Why Democracies Evolve Into Oligarchies

Why Democracies Evolve Into Oligarchies. By Thorsten Polleit.

History shows that emergencies and crises strengthen the power of the state; and also that it is very difficult to ever take power away from the state once it has seized it. And the more powerful the state becomes, the more it will be used by resourceful special interest groups — such as the military-industrial complex, Big Banking, Big Tech — as the economic theory of so-called rent seeking would explain to us.

This development is accelerated in democracies, because democracies develop into oligarchies, as the sociologist Robert Michels (1876–1936) argues. Why is that?

In representative democracies, political parties are formed. These parties are organizations run by the most determined, power-hungry people.
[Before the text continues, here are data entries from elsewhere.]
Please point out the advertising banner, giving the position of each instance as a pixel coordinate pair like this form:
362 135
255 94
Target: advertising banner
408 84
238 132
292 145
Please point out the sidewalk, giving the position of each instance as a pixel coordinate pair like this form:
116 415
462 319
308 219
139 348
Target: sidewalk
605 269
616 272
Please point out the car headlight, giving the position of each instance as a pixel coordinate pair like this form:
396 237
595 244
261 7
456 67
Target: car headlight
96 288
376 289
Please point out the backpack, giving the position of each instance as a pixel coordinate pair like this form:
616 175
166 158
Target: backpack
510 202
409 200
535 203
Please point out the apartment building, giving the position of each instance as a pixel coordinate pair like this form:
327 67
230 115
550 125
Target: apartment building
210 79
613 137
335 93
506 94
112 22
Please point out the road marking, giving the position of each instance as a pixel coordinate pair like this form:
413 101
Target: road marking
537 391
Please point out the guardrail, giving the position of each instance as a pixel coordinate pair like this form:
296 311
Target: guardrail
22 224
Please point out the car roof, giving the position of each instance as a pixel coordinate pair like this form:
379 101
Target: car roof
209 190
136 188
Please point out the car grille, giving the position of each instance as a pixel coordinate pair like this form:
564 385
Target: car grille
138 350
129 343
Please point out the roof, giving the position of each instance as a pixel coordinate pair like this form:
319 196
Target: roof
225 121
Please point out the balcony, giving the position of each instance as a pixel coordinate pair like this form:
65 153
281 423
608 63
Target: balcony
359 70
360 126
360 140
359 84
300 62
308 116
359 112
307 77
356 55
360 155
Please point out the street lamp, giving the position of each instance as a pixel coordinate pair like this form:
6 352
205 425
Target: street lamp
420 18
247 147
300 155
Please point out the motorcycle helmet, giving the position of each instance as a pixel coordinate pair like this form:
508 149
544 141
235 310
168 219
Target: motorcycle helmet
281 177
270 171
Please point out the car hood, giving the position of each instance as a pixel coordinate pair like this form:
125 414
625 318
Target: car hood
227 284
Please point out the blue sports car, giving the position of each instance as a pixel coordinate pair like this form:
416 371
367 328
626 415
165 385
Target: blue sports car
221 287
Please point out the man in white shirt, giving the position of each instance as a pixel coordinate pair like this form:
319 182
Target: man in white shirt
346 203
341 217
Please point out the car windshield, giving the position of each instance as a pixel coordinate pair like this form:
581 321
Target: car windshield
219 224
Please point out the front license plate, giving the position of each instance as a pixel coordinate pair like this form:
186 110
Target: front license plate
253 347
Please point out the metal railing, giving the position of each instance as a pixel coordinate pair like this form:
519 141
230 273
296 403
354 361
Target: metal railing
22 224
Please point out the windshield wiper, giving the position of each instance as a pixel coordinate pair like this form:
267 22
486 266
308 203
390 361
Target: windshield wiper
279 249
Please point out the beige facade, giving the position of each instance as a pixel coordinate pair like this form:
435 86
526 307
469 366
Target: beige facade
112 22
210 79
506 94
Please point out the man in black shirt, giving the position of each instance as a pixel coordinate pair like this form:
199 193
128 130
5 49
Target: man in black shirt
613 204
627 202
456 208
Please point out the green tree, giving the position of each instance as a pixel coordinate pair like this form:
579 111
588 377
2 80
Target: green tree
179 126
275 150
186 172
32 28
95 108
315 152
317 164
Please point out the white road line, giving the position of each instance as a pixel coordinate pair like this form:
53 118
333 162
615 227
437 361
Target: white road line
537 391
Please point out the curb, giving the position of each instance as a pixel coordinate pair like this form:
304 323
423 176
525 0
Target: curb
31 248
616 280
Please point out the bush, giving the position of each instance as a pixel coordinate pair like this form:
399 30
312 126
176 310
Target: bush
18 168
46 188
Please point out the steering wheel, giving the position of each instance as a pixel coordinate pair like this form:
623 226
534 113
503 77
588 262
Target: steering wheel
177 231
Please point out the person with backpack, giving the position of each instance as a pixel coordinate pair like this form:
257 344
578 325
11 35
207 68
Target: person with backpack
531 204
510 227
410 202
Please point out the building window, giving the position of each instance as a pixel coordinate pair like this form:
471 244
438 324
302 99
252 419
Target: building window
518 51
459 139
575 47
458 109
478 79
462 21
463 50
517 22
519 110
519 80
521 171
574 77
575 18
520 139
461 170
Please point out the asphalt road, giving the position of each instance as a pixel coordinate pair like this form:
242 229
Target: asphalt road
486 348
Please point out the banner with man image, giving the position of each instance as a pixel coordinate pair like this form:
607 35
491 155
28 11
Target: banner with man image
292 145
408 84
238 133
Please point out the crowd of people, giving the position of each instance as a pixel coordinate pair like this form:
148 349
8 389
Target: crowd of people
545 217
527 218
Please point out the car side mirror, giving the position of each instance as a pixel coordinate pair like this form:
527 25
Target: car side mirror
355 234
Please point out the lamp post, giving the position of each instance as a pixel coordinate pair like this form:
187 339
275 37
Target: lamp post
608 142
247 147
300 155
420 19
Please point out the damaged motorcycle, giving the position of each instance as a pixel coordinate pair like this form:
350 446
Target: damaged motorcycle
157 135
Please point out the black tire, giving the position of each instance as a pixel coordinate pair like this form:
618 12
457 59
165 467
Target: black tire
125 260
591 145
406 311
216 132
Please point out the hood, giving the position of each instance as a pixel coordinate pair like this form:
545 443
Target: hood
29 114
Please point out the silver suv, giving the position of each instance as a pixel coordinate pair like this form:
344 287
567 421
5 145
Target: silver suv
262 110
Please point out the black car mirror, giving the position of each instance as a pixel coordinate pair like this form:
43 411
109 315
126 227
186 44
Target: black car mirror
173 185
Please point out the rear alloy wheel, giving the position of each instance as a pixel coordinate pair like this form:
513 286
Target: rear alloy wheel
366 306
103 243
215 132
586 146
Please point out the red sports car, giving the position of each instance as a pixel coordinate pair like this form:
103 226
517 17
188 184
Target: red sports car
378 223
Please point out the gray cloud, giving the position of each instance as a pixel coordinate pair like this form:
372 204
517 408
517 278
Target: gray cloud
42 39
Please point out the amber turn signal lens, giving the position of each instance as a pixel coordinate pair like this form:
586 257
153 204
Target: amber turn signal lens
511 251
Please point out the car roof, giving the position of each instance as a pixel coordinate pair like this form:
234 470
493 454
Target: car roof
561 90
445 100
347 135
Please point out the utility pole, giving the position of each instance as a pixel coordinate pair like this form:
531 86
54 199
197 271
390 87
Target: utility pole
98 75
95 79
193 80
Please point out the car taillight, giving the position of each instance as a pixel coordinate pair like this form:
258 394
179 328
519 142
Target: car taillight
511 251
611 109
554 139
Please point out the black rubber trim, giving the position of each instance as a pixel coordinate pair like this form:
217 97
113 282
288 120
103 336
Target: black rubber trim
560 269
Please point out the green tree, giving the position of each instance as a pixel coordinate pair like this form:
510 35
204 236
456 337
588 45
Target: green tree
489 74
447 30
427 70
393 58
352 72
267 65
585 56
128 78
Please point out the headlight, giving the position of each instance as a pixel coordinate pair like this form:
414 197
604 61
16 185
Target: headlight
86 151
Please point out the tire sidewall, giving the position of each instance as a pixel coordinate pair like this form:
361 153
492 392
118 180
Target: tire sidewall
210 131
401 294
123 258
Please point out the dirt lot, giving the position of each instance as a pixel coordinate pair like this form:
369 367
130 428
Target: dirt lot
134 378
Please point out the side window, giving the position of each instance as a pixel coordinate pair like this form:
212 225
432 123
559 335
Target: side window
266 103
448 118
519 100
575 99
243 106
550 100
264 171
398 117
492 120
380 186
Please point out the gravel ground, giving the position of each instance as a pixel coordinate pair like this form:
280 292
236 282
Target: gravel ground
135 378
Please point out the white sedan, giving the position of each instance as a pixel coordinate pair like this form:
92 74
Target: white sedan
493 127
They become the “oligarchic party elite” and are in a position to set their own agendas, regardless of the will of the party base or party voters.

Various oligarchic party elite groups begin to work together, paving the way toward an “oligarchic democracy,” in which the powerful few rule over the many powerless. In other words: Michels argues that the idea of democracy is turned on its head. In fact, in an oligarchic democracy, it becomes possible for the political and corporate “elites” to effectively run the show, enforcing their favored political, economic, and social concept with joint forces.

Against this backdrop, the buzzwords “Great Transformation,” “Great Reset,” and “new world order” seem to be the brainchildren of today’s political and corporate elites, meant to replace what little is left of the free market system and install a so-called command economic system: While the institution of property is maintained in name, it is the central authority, the power elite, that determines what the owners of property may or may not do with their property.

Competition and the power of the market keep most people’s wages in check, particularly the deplorables. But those paid by the methods of politics (and that includes bureaucrats and most academics) are paid what that class think they are worth. As government influence grows, the free market shrinks.